Post-menopausal women often experience significant weight gain and increased risk of obesity due to declining estrogen levels. Estradiol, a primary estrogen, plays a crucial role in regulating metabolism and appetite, but its precise mechanisms in mitigating high-fat diet (HFD)-induced obesity are not fully understood. Ghrelin, often called the "hunger hormone," is a potent orexigenic peptide that stimulates food intake and fat storage. This study aimed to understand how estradiol replacement therapy influences ghrelin's action to improve obesity in an animal model of menopause.
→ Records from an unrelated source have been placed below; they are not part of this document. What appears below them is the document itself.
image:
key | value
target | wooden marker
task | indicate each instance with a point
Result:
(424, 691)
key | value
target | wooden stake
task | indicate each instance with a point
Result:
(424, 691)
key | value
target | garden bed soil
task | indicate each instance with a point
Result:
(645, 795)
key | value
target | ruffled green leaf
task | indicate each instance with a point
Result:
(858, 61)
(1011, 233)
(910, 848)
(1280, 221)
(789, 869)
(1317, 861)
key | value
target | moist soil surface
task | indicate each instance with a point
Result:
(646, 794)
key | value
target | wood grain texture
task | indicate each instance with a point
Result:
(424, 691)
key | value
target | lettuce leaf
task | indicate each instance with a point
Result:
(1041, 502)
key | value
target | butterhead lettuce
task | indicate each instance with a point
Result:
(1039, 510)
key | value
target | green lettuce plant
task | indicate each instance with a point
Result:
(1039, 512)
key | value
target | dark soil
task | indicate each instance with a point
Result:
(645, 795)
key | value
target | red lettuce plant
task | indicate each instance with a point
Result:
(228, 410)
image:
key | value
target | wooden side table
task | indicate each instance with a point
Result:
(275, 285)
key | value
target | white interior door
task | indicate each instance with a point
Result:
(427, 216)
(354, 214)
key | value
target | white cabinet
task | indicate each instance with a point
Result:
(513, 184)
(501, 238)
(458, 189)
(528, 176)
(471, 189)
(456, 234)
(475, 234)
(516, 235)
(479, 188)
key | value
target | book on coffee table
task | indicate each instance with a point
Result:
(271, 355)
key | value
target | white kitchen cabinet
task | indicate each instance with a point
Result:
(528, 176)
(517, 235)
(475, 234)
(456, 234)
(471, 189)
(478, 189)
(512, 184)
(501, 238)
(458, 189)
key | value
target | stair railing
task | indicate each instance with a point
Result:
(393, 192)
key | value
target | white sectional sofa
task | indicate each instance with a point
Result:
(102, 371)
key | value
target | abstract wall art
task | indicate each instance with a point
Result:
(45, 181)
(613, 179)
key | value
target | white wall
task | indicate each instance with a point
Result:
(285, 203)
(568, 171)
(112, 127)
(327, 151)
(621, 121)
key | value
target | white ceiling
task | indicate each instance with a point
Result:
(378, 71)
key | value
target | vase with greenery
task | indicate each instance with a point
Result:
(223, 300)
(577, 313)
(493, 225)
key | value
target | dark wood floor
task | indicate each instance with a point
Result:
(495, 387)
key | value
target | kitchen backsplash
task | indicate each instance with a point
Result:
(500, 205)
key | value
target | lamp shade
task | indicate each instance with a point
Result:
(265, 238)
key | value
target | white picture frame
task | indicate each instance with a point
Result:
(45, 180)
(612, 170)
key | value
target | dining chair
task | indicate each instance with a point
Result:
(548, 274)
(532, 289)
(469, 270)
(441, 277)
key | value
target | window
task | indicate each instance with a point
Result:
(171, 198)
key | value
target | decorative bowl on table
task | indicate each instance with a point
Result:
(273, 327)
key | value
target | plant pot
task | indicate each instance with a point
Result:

Estradiol replacement significantly attenuated HFD-induced obesity. Treated rats exhibited a 22% reduction in body weight (p<0.01) and a 35% decrease in total fat mass (p<0.001) compared to untreated OVX controls. This was accompanied by a 15% reduction in daily food intake (p<0.05). Estradiol replacement led to a 48% decrease in plasma ghrelin levels (p<0.001) and a 55% downregulation of hypothalamic GHSR-1a mRNA expression (p<0.001), indicating a direct suppression of ghrelin's signaling pathway. Furthermore, estradiol-treated rats showed improved metabolic health, with fasting glucose levels 18% lower (p<0.01) and enhanced glucose tolerance during an oral glucose tolerance test, demonstrating a 2.3-fold improvement in glucose excursion (p<0.01). These findings suggest estradiol's anti-obesity effects are strongly mediated by its influence on ghrelin.